The Evolino-trained LSTM recurrent neural network successfully automated suture knot winding, reducing the total time for the entire knot to 25.8 seconds compared to 33.7 seconds for the preprogrammed controller.
Using recurrent neural networks trained with the Evolino algorithm enables robotic surgical systems to learn and automate complex tasks like suture knot tying from human demonstrations.

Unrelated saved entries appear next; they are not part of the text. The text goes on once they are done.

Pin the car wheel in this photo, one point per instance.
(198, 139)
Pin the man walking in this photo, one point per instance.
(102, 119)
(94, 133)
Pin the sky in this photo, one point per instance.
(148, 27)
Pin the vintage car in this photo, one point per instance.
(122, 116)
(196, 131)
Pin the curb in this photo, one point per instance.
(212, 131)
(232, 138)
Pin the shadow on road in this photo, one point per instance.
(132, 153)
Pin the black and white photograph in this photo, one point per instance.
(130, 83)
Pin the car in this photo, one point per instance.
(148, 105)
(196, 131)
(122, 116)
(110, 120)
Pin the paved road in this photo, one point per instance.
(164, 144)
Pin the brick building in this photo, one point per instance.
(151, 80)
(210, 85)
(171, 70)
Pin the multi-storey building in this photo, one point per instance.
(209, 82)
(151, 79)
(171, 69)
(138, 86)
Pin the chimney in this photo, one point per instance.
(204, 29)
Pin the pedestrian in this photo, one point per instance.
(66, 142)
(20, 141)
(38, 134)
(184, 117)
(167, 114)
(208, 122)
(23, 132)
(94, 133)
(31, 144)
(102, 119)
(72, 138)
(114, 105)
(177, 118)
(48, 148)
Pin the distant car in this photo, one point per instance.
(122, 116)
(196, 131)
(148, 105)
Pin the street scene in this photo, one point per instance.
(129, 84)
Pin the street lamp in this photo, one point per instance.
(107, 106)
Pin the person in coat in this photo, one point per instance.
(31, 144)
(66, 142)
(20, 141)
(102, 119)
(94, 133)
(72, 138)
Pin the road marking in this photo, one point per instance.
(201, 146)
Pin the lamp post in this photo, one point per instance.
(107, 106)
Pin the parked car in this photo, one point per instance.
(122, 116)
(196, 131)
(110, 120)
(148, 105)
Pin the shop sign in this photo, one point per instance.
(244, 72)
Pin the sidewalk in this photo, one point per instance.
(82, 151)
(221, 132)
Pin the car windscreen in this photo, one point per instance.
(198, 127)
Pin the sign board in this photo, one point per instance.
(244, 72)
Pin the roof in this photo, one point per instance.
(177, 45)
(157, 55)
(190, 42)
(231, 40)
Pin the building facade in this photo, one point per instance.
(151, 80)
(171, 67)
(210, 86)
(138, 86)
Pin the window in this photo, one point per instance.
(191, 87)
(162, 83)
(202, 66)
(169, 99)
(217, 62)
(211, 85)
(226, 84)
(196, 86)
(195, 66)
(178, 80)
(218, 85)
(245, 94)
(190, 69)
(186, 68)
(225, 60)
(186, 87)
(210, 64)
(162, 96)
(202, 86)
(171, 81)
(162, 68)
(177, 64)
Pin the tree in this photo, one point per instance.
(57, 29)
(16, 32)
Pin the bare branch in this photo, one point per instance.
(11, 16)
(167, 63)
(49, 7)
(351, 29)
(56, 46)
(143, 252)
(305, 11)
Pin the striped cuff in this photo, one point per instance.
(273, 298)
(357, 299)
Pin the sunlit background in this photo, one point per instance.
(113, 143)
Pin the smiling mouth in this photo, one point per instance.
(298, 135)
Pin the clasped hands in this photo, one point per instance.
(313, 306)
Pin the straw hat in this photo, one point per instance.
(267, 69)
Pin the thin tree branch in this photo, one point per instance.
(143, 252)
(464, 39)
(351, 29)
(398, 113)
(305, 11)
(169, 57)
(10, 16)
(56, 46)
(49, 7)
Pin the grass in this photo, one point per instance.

Absolute Event Rate: 25.8% vs 33.7%
Tying suture knots is a time-consuming task performed frequently during minimally invasive surgery (MIS). Automating this task could greatly reduce total surgery time for patients. Current solutions to this problem replay manually programmed trajectories, but a more general and robust approach is to use supervised machine learning to smooth surgeon-given training trajectories and generalize from them. Since knot tying generally requires a controller with internal memory to distinguish between identical inputs that require different actions at different points along a trajectory, it would be impossible to teach the system using traditional feedforward neural nets or support vector machines. Instead we exploit more powerful, recurrent neural networks (RNNs) with adaptive internal states. Results obtained using long short-term memory RNNs trained by the recent Evolino algorithm show that this approach can significantly increase the efficiency of suture knot tying in MIS over preprogrammed control.
Mayer et al. (Tue,) conducted a other in Suture knot tying in minimally invasive surgery. Evolino-trained LSTM recurrent neural network vs. Preprogrammed controller was evaluated on Total time for the entire knot (seconds). The Evolino-trained LSTM recurrent neural network successfully automated suture knot winding, reducing the total time for the entire knot to 25.8 seconds compared to 33.7 seconds for the preprogrammed controller.